Şimdiden teşekkürler.

Hiç detay vermemişsiniz.

Kazançlarını başka bir kadına harcayan veya kumar oynayan vs bir kocadan, sırf bu aile yapısına zarar verici hareketlerinin neticesinden kurtulmak için ev istenmesi diğer koşulların hep kadının lehine olduğunu düşünürsek şiddetli geçimsizliğe dayandırılacak bir boşanma davasında kadına kusur atfedilecek bir durum olarak değerlendirilemez bence. Başka...Mesela: Kadın zaten çok zengin bir kadınsa bir sürü evleri varsa bir tane de sanki çiçek istiyor gibi ev isteyebilir. Olamaz mı olabilir. Sonuçta herkesin talepleri kendine göre normal olabilir. Bu gibi örnekler çoğaltılabilir.

Ancak evlilik bir gelir kapısı değil. Sırf şımarıkça böyle bir istem, kullanmaya ve sevginin bittiğini göstermeye kanıt da olabilir. ANCAK başka delillerle birlikte boşanma nedeni olabilir bence.
Old 16-09-2011, 13:31   #5
üye31284

 
Varsayılan

Bu lüks düşkünlüğü olarak değerlendirilebilir mi somut olaya göre bakmak lazım... Değerlendirilemezse bile bazı yönlerden kıyas yaparsak aşağıdaki habere dair araştırmayı derinleştirmeniz iyi olabilir.

http://www.porttakal.com/haberler/gu...ti-346580.html

Bu arada çocuğun gözlere dikkat.
Old 20-09-2011, 11:47   #6
av.kadirpolat

 
Varsayılan

Öncelikli olarak ilginize teşekkür ederim.

Detaylandırmak istemememin sebepleri var ancak olayı daha anlaşılır kılmam gerekir ise;

Bir boşanma davasında, müvekkilim dava açmış ve dava devamında benim davaya vekil olarak dahil olmamı istedi. Davaya vekil olarak dahil olduktan sonra dinlettiğimiz şahitler, ayrılığa sebep olaylardan sonra, davacının davalıya aracı (minnetci) göndererek barışmak istediğini ancak davalının kendisine ev alması şartı ile barışacağını söylediğini, söylediler.

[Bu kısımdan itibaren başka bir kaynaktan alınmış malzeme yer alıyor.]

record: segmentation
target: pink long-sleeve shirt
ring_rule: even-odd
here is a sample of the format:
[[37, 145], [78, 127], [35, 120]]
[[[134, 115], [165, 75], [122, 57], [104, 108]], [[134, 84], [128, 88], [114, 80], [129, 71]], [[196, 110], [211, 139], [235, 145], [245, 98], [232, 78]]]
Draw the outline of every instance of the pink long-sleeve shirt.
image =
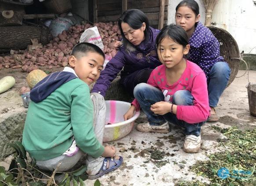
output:
[[[207, 84], [205, 75], [196, 64], [187, 60], [187, 67], [180, 78], [173, 84], [168, 84], [166, 80], [166, 67], [164, 65], [156, 68], [152, 72], [147, 84], [162, 91], [165, 101], [171, 102], [172, 96], [179, 90], [187, 90], [194, 98], [194, 105], [177, 106], [177, 118], [190, 124], [206, 120], [210, 115]], [[140, 108], [135, 99], [132, 104], [137, 109]]]

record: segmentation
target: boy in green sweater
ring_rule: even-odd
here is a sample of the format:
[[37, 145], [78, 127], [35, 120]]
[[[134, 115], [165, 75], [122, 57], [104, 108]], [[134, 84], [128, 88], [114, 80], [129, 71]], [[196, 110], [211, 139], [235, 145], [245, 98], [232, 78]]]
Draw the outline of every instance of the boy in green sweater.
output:
[[88, 43], [75, 46], [70, 67], [52, 73], [30, 92], [22, 144], [40, 168], [59, 171], [72, 168], [85, 153], [87, 172], [95, 179], [119, 167], [121, 157], [111, 146], [102, 145], [106, 105], [88, 85], [99, 78], [105, 55]]

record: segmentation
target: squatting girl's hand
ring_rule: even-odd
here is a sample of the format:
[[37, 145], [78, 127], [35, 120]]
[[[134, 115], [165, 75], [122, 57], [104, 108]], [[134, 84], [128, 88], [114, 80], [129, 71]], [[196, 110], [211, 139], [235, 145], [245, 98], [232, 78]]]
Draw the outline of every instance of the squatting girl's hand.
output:
[[150, 110], [156, 114], [164, 115], [171, 111], [172, 104], [166, 102], [159, 102], [151, 105]]
[[128, 110], [127, 112], [124, 115], [124, 120], [127, 120], [131, 118], [133, 116], [134, 111], [136, 109], [136, 108], [134, 105], [132, 105], [130, 109]]

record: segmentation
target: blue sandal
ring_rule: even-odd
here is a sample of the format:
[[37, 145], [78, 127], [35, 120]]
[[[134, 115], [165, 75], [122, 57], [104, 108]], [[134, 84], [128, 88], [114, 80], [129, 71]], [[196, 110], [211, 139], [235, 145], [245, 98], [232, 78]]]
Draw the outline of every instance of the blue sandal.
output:
[[[107, 164], [108, 160], [109, 161], [109, 168], [107, 169], [106, 167]], [[119, 160], [116, 160], [114, 158], [114, 157], [105, 157], [103, 161], [103, 164], [102, 164], [102, 166], [99, 170], [99, 173], [93, 176], [88, 176], [88, 179], [95, 179], [101, 176], [102, 176], [104, 175], [111, 172], [111, 171], [116, 169], [121, 165], [123, 163], [123, 157], [121, 156], [119, 157]]]

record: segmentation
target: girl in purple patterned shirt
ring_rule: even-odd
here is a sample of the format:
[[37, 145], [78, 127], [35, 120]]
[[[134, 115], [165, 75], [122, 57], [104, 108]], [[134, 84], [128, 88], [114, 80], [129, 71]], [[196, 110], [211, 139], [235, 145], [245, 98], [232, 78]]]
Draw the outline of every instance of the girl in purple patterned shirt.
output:
[[211, 31], [199, 22], [199, 7], [194, 0], [184, 0], [176, 7], [176, 24], [187, 32], [190, 46], [189, 60], [198, 65], [207, 78], [211, 116], [208, 121], [219, 118], [214, 108], [229, 79], [230, 70], [219, 52], [219, 43]]

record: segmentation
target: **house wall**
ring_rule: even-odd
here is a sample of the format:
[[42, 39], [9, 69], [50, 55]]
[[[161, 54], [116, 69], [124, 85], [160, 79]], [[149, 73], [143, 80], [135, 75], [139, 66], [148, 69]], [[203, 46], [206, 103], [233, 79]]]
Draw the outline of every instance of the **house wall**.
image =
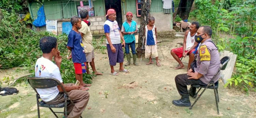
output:
[[[70, 18], [73, 16], [77, 15], [77, 5], [80, 5], [79, 1], [71, 1], [66, 4], [69, 0], [45, 1], [44, 2], [46, 20], [57, 20], [58, 34], [62, 33], [62, 23], [70, 21]], [[95, 16], [90, 17], [89, 20], [91, 22], [90, 26], [91, 33], [93, 34], [103, 34], [103, 24], [106, 20], [104, 16], [105, 10], [104, 0], [96, 0], [93, 1], [94, 13]], [[126, 13], [131, 11], [134, 14], [133, 19], [140, 24], [140, 17], [137, 17], [136, 14], [136, 0], [122, 0], [123, 8], [123, 22], [126, 20]], [[84, 4], [88, 4], [88, 2], [84, 2]], [[37, 18], [37, 12], [41, 6], [40, 4], [33, 2], [29, 3], [29, 8], [30, 14], [34, 19]], [[170, 24], [171, 18], [170, 14], [165, 14], [162, 9], [163, 2], [161, 0], [152, 0], [150, 9], [150, 16], [155, 17], [155, 24], [158, 31], [169, 30], [171, 30]], [[65, 8], [64, 8], [65, 7]], [[64, 8], [64, 9], [63, 9]], [[61, 11], [61, 10], [62, 9]], [[45, 27], [40, 28], [40, 30], [45, 30]], [[35, 28], [36, 29], [36, 28]]]
[[[70, 19], [65, 19], [58, 21], [57, 23], [58, 34], [62, 34], [62, 23], [70, 21]], [[98, 35], [104, 33], [103, 24], [106, 20], [106, 18], [104, 16], [90, 17], [89, 20], [91, 22], [91, 25], [89, 27], [93, 34]], [[45, 29], [44, 30], [45, 30]]]
[[[137, 16], [136, 0], [126, 0], [126, 11], [132, 13], [133, 15], [132, 20], [136, 21], [137, 24], [139, 26], [141, 19], [140, 17]], [[171, 30], [170, 24], [172, 22], [171, 15], [172, 14], [163, 13], [163, 2], [161, 0], [152, 0], [150, 13], [150, 15], [155, 18], [155, 24], [158, 31]], [[124, 21], [126, 19], [126, 15], [125, 13], [124, 13], [123, 15], [123, 18]]]

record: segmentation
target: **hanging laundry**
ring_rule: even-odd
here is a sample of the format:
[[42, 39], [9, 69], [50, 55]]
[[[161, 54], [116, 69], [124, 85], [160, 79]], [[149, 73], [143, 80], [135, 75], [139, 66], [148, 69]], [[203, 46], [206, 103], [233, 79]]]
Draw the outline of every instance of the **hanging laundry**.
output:
[[37, 18], [33, 22], [33, 25], [36, 27], [41, 27], [46, 25], [43, 5], [42, 6], [37, 12]]
[[174, 13], [174, 2], [173, 0], [172, 0], [172, 13]]
[[89, 0], [89, 6], [90, 7], [90, 8], [91, 8], [94, 7], [93, 5], [93, 0]]
[[172, 0], [162, 0], [163, 2], [163, 13], [170, 14], [172, 10]]
[[83, 1], [80, 1], [80, 6], [81, 6], [81, 8], [82, 8], [84, 7], [84, 3], [83, 3]]

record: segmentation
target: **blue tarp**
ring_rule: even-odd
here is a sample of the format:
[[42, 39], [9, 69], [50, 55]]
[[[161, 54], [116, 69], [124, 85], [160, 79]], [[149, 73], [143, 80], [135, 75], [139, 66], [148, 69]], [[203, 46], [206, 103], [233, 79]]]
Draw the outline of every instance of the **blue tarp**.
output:
[[66, 33], [69, 35], [69, 32], [72, 29], [72, 25], [70, 22], [62, 22], [62, 34]]
[[33, 22], [33, 25], [36, 27], [41, 27], [46, 25], [44, 6], [42, 6], [37, 12], [37, 19]]

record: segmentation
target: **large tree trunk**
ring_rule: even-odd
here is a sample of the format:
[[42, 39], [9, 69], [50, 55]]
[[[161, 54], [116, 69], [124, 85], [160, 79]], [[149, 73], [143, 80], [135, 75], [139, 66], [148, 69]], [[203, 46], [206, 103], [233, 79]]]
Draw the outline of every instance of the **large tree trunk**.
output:
[[2, 21], [2, 18], [3, 17], [3, 14], [2, 13], [2, 10], [0, 8], [0, 23]]
[[[144, 28], [145, 26], [147, 24], [147, 21], [150, 16], [149, 12], [150, 5], [151, 4], [151, 0], [141, 0], [141, 16], [140, 26], [139, 29], [139, 40], [138, 40], [138, 46], [136, 48], [137, 56], [140, 57], [142, 55], [144, 58], [145, 50], [142, 49], [143, 45], [143, 38], [144, 36]], [[144, 45], [145, 45], [145, 40], [144, 40]]]
[[183, 20], [188, 18], [194, 2], [194, 0], [181, 0], [180, 1], [176, 14], [180, 15]]

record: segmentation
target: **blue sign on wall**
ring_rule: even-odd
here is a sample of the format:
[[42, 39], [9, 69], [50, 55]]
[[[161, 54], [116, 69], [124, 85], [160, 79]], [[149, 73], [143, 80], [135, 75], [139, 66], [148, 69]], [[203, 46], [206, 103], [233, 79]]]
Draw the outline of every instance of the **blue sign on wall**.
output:
[[72, 29], [72, 25], [70, 22], [66, 22], [62, 23], [62, 34], [65, 34], [69, 35], [69, 32]]

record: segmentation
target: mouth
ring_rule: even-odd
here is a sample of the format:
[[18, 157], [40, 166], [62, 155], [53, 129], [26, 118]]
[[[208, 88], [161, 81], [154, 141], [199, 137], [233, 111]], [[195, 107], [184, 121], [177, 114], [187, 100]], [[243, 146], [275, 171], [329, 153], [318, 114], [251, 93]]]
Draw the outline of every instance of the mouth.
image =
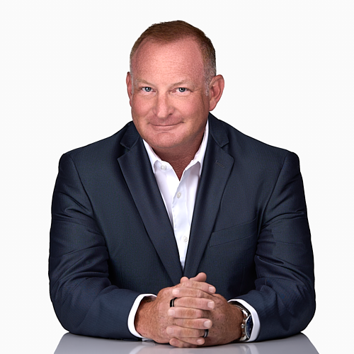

Şimdi burada iki farklı durum oluştur;

1.durum : Aracı gönderilmiş ise, yaşanan olaylardan dolayı dava açılması söz konusu olamaz. Zira barışma girişimi affetmek anlamına geliyor.

2.durum : Yukarıdaki durum karşısında ben de davanın dayanağı olarak yaşanan olayları değil, kadının eve dönmek için kendisine ev alınması şartını koşmasını, boşanma sebebi olarak sunmak istiyorum. Zira başka çıkış yolu yok.

Durum bundan ibaret.

Şimdi, şartlı barışma talebinin boşanma sebebi olduğu hususunu destekleyici yargıtay kararları bekliyorum.
Old 20-09-2011, 12:56   #7
Av.Cengiz Aladağ

 
Varsayılan

Alıntı:
Yazan av.kadirpolat
Öncelikli olarak ilginize teşekkür ederim.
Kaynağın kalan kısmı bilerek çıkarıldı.